Oct 30, 2018 - Technology

A year after tweets doubled in size, brevity still rules

Photo of Twitter app icon on smartphone.

Twitter mobile app. Photo: Thomas Trutschel/Photothek via Getty Images

Nearly a year since Twitter doubled the character limit of tweets from 140 to 280, the company has found that the most common length of tweets in English is 33 characters, one fewer than before the change.

The bottom line: The increase in length hasn't turned all tweets into short novels. Instead, it seems the change simply made it easier for users to avoid using a litany of abbreviations. And for users who still want to post longer thoughts, Twitter has also improved the ability to create so-called "tweetstorms," or sequences of connected tweets.

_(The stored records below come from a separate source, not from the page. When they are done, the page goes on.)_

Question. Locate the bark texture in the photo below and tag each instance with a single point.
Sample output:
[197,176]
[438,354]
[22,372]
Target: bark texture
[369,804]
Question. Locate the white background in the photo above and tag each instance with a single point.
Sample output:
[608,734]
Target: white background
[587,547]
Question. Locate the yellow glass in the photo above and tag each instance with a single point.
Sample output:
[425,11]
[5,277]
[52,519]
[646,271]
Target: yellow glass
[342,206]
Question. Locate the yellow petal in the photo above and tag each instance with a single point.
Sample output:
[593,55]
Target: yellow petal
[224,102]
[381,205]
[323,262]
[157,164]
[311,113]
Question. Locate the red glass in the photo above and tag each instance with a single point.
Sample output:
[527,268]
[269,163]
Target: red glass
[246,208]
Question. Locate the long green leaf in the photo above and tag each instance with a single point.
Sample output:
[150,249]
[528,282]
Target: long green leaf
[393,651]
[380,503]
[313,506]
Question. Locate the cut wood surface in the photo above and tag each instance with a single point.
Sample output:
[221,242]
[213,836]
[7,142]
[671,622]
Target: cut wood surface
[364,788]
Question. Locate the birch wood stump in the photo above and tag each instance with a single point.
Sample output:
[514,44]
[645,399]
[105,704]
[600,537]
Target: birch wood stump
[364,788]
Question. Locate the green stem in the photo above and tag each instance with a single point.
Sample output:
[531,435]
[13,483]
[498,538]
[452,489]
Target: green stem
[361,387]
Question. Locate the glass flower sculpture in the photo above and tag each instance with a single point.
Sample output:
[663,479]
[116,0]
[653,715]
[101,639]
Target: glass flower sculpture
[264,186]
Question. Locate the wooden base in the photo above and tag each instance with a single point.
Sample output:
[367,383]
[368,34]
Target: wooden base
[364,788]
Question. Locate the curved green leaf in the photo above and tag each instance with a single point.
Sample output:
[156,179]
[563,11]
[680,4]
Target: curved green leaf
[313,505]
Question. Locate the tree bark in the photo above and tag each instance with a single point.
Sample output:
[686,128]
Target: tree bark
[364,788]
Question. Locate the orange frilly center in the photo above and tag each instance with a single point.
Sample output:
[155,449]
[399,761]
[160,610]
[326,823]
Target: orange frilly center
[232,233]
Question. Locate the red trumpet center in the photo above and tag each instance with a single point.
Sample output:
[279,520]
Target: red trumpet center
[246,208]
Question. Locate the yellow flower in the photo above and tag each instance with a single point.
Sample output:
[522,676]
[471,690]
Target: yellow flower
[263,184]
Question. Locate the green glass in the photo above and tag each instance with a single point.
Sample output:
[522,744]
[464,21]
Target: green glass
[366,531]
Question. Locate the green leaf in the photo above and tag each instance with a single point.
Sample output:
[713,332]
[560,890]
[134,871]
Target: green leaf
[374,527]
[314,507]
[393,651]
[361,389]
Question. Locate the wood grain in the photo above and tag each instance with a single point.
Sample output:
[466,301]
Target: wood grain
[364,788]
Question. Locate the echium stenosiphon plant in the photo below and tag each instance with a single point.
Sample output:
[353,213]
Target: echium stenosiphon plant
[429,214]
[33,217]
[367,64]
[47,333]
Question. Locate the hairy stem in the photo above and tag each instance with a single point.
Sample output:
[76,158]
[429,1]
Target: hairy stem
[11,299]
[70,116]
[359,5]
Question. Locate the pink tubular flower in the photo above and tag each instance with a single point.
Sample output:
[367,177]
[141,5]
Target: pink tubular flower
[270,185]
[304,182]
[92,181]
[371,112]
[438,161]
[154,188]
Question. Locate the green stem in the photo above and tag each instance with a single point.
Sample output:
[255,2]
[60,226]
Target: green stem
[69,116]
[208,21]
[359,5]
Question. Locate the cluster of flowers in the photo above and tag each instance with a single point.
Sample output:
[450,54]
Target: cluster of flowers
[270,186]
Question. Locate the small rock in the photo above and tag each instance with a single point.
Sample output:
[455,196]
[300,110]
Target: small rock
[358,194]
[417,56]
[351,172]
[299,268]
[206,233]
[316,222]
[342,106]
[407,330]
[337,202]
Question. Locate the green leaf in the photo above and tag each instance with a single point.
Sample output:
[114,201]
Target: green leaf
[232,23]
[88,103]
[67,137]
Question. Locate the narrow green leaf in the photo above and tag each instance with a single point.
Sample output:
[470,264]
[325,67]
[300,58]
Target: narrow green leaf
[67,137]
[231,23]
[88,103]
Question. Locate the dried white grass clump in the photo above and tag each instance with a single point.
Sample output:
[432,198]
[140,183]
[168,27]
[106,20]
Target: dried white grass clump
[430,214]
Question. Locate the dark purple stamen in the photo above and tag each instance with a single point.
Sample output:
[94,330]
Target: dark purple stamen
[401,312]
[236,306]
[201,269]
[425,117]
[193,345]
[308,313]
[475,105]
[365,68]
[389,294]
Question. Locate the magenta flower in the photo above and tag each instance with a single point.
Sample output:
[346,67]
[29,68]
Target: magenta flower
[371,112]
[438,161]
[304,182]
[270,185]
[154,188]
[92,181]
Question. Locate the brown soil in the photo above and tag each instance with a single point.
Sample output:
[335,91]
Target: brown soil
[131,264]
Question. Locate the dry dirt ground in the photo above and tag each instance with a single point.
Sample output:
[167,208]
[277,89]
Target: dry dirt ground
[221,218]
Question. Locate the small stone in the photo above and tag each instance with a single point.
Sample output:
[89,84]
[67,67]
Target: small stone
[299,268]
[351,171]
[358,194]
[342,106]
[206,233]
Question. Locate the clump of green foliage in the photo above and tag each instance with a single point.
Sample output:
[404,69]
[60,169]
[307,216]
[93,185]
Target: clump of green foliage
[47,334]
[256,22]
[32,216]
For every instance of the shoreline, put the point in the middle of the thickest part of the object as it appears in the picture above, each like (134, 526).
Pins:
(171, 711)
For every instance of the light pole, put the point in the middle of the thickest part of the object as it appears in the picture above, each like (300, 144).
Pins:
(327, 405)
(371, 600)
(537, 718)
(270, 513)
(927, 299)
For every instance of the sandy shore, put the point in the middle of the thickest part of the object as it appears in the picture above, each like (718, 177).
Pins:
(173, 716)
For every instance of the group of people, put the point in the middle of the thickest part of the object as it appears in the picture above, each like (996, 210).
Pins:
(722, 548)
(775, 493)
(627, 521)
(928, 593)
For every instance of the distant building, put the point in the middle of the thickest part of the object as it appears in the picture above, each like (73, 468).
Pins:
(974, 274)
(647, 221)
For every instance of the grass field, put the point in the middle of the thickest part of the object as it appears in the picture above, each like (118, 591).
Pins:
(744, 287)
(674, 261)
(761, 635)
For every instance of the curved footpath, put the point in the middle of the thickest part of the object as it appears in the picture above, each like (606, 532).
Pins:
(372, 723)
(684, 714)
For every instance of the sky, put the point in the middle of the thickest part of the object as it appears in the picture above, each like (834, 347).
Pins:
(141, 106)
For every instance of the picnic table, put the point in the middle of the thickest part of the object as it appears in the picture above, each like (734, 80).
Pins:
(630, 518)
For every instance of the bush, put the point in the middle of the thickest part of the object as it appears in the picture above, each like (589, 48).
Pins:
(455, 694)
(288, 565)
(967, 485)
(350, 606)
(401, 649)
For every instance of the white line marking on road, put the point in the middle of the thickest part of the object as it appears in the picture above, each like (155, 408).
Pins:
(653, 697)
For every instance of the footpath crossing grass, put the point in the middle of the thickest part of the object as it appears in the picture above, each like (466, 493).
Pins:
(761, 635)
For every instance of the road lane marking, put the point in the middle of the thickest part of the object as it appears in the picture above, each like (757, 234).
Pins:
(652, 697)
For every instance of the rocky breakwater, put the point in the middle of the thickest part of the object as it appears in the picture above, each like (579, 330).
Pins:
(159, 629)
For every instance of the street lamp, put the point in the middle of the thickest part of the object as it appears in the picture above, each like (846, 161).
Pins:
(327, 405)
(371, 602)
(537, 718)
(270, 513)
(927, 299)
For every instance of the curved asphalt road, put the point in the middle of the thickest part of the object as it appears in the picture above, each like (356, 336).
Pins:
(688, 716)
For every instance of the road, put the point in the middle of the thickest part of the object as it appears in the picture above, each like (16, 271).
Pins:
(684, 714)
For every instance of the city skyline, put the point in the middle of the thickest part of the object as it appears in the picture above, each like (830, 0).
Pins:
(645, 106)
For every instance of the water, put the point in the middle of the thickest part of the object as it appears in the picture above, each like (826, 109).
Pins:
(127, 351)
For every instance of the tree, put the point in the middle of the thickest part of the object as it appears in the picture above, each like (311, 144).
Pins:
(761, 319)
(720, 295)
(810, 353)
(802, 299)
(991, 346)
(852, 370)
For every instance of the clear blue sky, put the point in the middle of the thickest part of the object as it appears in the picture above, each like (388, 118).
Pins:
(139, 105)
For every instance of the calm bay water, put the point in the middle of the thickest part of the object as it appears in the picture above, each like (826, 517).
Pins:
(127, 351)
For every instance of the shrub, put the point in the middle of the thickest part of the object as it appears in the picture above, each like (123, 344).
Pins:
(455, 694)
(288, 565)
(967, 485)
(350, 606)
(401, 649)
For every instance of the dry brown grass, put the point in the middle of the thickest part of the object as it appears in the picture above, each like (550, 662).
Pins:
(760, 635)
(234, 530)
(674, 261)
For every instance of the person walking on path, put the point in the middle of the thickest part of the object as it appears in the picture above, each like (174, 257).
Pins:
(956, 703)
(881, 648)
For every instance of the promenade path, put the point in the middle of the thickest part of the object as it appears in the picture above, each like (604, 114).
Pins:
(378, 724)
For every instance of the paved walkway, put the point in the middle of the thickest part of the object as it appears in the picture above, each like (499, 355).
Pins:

By the numbers (for English-language tweets):

  • Only about 1% of tweets hit the 280-character limit.
  • 12% are longer than 140 characters (versus the 9% that hit the 140-character limit historically), and 5% are longer than 190 characters.
  • Across all languages, 6% of all tweets are longer than 140 characters and 3% are longer than 190 characters.
  • 54% more messages say "please" and 22% more use "thank you" since the character limit doubled.
  • There's a decline of abbreviations like "gr8" (-36%), "b4" (-13%), and "sry" (-5%) in favor of the full words — "great" (+32%), "before" (+70%), and "sorry" (+31%).
  • 30% more tweets include a question mark, and there are more replies to tweets.